In early 2023, we supported Norfolk County Council to design and carry out qualitative research to inform the marketing strategy and key messages for its Multiply adult numeracy programme. We also ran a focus group fund on behalf of the County Council’s Adult Social Services department to help inform the development of a new Adult Social Services strategy. Voluntary and community organisations that work with people who draw on Adult Social Services ran focus groups to gather insight into people’s experiences and what support they would like to receive in future.

Office of the Police and Crime Commissioner (OPCC) – Qualitative research

In early 2024, we carried out research on behalf of the Office of the Police and Crime Commissioner to explore the role that voluntary and community organisations want to play in addressing community safety and serious violence issues within their local community.
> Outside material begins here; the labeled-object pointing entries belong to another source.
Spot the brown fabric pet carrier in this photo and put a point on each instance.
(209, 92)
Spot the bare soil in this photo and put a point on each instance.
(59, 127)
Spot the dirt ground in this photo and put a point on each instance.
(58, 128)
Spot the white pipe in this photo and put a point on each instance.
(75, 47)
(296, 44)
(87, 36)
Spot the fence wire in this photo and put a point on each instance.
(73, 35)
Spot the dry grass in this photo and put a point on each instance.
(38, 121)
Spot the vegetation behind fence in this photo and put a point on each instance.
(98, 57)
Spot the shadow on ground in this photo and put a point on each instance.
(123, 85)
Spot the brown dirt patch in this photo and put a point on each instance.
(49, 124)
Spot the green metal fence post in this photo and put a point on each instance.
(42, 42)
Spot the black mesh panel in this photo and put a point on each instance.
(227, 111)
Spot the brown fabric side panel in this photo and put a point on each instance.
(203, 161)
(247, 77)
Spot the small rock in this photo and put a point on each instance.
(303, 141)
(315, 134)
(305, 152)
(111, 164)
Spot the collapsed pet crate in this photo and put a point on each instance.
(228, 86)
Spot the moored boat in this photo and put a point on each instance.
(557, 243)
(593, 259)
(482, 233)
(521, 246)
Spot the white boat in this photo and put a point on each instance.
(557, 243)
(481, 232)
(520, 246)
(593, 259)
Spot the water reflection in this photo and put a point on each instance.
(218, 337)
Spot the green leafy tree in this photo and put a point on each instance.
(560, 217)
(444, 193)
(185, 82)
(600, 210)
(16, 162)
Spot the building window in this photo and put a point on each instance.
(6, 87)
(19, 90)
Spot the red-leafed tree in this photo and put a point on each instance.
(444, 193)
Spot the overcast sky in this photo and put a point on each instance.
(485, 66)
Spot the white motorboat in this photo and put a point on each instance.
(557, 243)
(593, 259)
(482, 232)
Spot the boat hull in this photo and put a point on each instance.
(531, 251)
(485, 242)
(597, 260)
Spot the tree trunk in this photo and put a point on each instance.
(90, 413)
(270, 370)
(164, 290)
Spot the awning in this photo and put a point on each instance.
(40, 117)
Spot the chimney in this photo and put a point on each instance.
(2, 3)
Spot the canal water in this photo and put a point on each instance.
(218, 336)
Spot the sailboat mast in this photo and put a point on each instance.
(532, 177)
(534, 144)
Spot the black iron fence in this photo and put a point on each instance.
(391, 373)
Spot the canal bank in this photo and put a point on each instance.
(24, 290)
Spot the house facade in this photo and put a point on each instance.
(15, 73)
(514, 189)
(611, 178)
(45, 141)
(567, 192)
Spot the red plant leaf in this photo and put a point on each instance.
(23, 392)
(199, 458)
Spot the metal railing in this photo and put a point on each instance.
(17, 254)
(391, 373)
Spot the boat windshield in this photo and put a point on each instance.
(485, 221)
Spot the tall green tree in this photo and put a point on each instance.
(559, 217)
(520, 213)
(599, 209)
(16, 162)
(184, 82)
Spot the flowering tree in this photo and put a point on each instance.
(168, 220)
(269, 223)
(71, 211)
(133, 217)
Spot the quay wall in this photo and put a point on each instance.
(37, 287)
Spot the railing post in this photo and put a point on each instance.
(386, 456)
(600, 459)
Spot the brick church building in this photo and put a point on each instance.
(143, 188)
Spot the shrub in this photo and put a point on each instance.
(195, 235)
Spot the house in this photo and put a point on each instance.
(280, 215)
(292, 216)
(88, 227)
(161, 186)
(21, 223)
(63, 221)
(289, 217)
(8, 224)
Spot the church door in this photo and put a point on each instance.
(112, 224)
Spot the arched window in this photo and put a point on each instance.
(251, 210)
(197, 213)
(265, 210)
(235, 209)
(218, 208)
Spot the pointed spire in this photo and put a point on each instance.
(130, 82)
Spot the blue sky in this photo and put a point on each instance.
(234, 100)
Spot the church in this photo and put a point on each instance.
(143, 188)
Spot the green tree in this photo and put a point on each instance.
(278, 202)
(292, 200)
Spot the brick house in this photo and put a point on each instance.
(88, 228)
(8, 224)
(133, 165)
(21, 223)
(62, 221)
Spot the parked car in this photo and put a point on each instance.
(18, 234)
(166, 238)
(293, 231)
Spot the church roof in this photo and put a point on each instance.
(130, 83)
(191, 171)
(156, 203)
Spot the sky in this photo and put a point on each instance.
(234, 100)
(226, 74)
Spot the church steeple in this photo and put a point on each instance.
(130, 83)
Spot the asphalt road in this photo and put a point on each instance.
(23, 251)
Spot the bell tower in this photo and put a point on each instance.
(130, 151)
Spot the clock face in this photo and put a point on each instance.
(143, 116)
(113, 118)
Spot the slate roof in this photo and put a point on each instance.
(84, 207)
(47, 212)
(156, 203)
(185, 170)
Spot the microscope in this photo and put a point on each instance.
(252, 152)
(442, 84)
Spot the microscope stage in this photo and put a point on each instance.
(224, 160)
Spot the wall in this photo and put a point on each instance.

We ran a survey and carried out interviews with community organisations to gather insight and inform a series of recommendations, which are being considered by the OPCC.

Current and future areas of work

We are working with the Great Yarmouth Homeless Alliance and Lloyds Bank Foundation to publish the findings of a peer-led research project into people’s lived experience of homelessness in Great Yarmouth. We were commissioned to work with the data collected through their research and help them to develop this into a research report, which will be published in summer 2024.

We are also working with Norfolk County Council, Community Action Norfolk and other local partners on a participatory policymaking programme, led and facilitated by the Young Foundation. We are exploring how young people can be actively involved in shaping solutions to the challenge of social isolation and loneliness as experienced by people aged 25 and under.

In summer 2024, we will have the opportunity to submit an application to the next stage of UKRI’s Community Research Network programme which, if successful, would support the growth of our community research activities over the following three years.